Um dos problemas principais consistia em limitar o impacto do edifício num jardim precioso, dos anos trinta, extensão de uma importante casa déco. O terreno proposto, o único disponível, era uma ampliação recente da propriedade. As dimensões eram compatíveis com o programa, e a sua colocação, a uma cota inferior relativamente ao jardim principal, garantia que o novo edifício não fosse visível da casa. A única ligação possível entre o núcleo original e o museu é confiada assim aos percursos e à memória (SIZA, 1998, p. 77).

Ao observar os croquis, nota-se a evolução de uma estrutura clássica e simétrica, que aos poucos vai se fragmentando e adequando ao sítio, mantendo a localização e a distribuição em duas alas com um átrio central, em sucessivas tentativas de aproximação na qual “uma das minhas pistas para definir a forma consistiu em posicionar-me em ângulos de visão muito diferentes, em todas as direcções” (SIZA, 1998, apud BEAUDOUIN, MACHABERT, 2009, p. 209). Conforme a evolução da proposta, aumenta o grau de informações nos desenhos e a inclusão das linhas de força do terreno e da vegetação circundante. O ato de se posicionar em ângulos distintos tem efeito também na definição dos espaços externos.

Figura 11 – Propriedade e jardins.

Fotos: Lívia Nóbrega.

Figura 12 – Propriedade e jardins.

Fotos: Lívia Nóbrega.

Figura 13 – Croqui.

Fonte: Casa da Arquitectura.

Na sede para a FIC, o processo de apreensão do sítio, ao contrário do que ocorre em muitos de seus projetos, tem início à distância, em Portugal. As primeiras vieram de fotografias e vídeos que mostravam o declive do terreno e da presença do rio. O estacionamento, devido à ampla dimensão, foi o ponto de partida para as primeiras soluções. Descartada a possibilidade de alojá-lo abaixo do museu, por razões técnicas, cogitou-se colocá-lo no cume do terreno, tendo em mente a Casa Mário Baía (Gondomar, 1983, não executada), mas o alto custo do terreno nesta região tornou impossível a solução (SIZA, 2005, apud BEAUDOUIN, MACHABERT, 2009). Por fim, alojou-se o estacionamento abaixo da avenida.

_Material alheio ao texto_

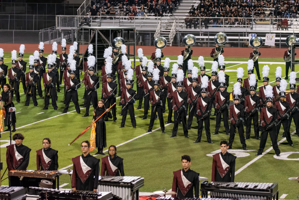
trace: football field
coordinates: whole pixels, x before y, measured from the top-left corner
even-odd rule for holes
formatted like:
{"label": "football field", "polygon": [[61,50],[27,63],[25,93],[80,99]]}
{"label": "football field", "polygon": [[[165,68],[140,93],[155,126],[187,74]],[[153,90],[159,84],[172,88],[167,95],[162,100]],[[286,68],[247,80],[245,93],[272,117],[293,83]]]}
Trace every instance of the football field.
{"label": "football field", "polygon": [[[24,59],[28,62],[30,54],[25,53]],[[46,57],[45,54],[44,56]],[[176,56],[166,56],[162,58],[163,60],[167,57],[172,60],[176,62]],[[150,57],[147,56],[148,58]],[[4,62],[11,67],[10,54],[5,53]],[[198,57],[192,57],[194,66],[198,66]],[[213,60],[211,58],[205,57],[207,69],[206,73],[210,76],[210,70]],[[244,70],[243,78],[247,78],[247,61],[248,58],[225,57],[225,74],[230,76],[229,86],[228,91],[231,92],[234,84],[236,82],[237,69],[239,67],[243,68]],[[262,68],[264,65],[268,65],[270,68],[269,77],[271,85],[276,84],[275,71],[276,67],[280,66],[282,68],[282,77],[285,76],[285,63],[283,59],[263,58],[259,59],[260,76],[262,77]],[[170,63],[171,66],[174,63]],[[139,59],[136,59],[136,65],[139,64]],[[26,72],[29,71],[29,64],[27,65]],[[295,71],[299,72],[299,69],[295,66]],[[296,69],[297,68],[297,69]],[[256,70],[254,73],[256,74]],[[100,76],[100,74],[99,75]],[[83,75],[80,76],[82,80]],[[133,78],[135,78],[135,76]],[[98,90],[98,99],[101,98],[101,82],[100,82],[100,88]],[[258,87],[262,85],[261,81],[259,81]],[[134,83],[133,89],[136,90],[136,84]],[[83,97],[85,88],[81,84],[81,88],[78,90],[79,95],[79,104],[80,107],[84,103]],[[43,86],[42,86],[43,87]],[[289,86],[288,85],[288,88]],[[70,146],[68,144],[80,133],[90,124],[92,120],[92,107],[90,109],[90,116],[82,117],[85,113],[86,108],[81,108],[81,114],[78,114],[75,111],[74,104],[71,102],[68,112],[62,113],[64,104],[62,102],[63,98],[63,86],[60,86],[62,92],[58,93],[58,101],[57,101],[59,110],[53,109],[50,102],[49,110],[43,110],[44,99],[37,97],[39,107],[33,105],[32,100],[29,106],[25,106],[23,102],[25,96],[22,87],[20,85],[20,92],[21,103],[18,104],[14,97],[13,101],[16,109],[17,119],[15,133],[21,133],[25,137],[23,144],[32,149],[30,161],[28,169],[36,169],[36,151],[42,147],[42,140],[45,137],[49,137],[52,141],[51,147],[58,151],[58,162],[60,169],[72,169],[71,158],[81,154],[80,145],[83,140],[89,140],[91,129],[80,138]],[[287,92],[288,91],[287,91]],[[118,104],[120,98],[117,99]],[[231,99],[231,100],[232,100]],[[134,107],[138,106],[138,101],[137,101]],[[168,111],[166,110],[163,114],[164,122],[167,121]],[[137,125],[136,129],[133,129],[131,124],[129,116],[127,117],[125,127],[120,128],[122,116],[119,116],[121,107],[117,106],[117,122],[113,122],[109,119],[106,122],[107,127],[107,143],[108,146],[114,145],[118,147],[118,155],[124,159],[123,163],[126,176],[139,176],[144,178],[144,185],[140,190],[141,192],[152,192],[156,190],[171,188],[173,177],[173,172],[181,168],[181,157],[187,154],[191,157],[191,169],[199,173],[200,176],[208,178],[211,181],[212,155],[220,152],[219,144],[223,140],[228,140],[229,136],[225,134],[223,123],[219,131],[219,134],[212,135],[211,138],[213,144],[209,144],[206,141],[204,131],[203,131],[201,142],[193,143],[197,138],[197,126],[196,119],[194,118],[191,130],[189,130],[190,137],[184,137],[181,125],[179,125],[177,137],[170,138],[173,124],[165,124],[165,133],[162,133],[160,128],[158,120],[155,121],[153,131],[147,133],[150,119],[150,111],[149,111],[147,119],[141,120],[143,115],[143,106],[141,109],[135,110],[135,115]],[[214,113],[213,108],[212,113]],[[211,116],[210,118],[211,134],[214,132],[216,124],[216,116]],[[243,150],[240,143],[238,135],[236,135],[233,143],[232,150],[229,152],[235,154],[237,157],[236,161],[236,173],[235,182],[257,183],[278,183],[280,199],[297,199],[299,185],[294,181],[288,180],[289,177],[297,176],[299,175],[299,137],[295,133],[295,125],[292,122],[290,129],[291,138],[293,140],[293,147],[288,144],[285,138],[281,137],[283,129],[281,128],[279,134],[278,142],[278,147],[281,151],[280,157],[277,157],[274,151],[270,146],[271,142],[269,137],[263,154],[257,157],[259,148],[260,141],[254,138],[246,140],[247,151]],[[4,128],[4,130],[7,129]],[[253,125],[251,128],[251,137],[254,137]],[[14,133],[13,133],[13,134]],[[6,148],[9,144],[9,132],[1,133],[0,146],[1,158],[3,163],[4,172],[6,168]],[[107,148],[104,149],[106,155],[108,155]],[[96,152],[94,151],[91,152],[92,155]],[[98,155],[96,157],[100,159],[106,156]],[[100,163],[100,166],[101,164]],[[2,174],[1,174],[2,175]],[[7,177],[7,171],[4,175],[2,180]],[[63,174],[60,178],[60,184],[63,188],[71,188],[69,176]],[[7,179],[2,182],[3,185],[8,185]]]}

Ao longo da minha pesquisa, uma das orientações do projecto consistiu em criar uma fachada simétrica à linha que se desenha por trás do edifício: retomar na frente, a linha do cume. Para além do grande volume, concebi diversos pequenos corpos de edifício, ligados em cave, que abrigam ateliers para o ensino e um outro destinado à gravura (SIZA, 2005, apud BEAUDOUIN, MACHABERT, 2009, p. 245).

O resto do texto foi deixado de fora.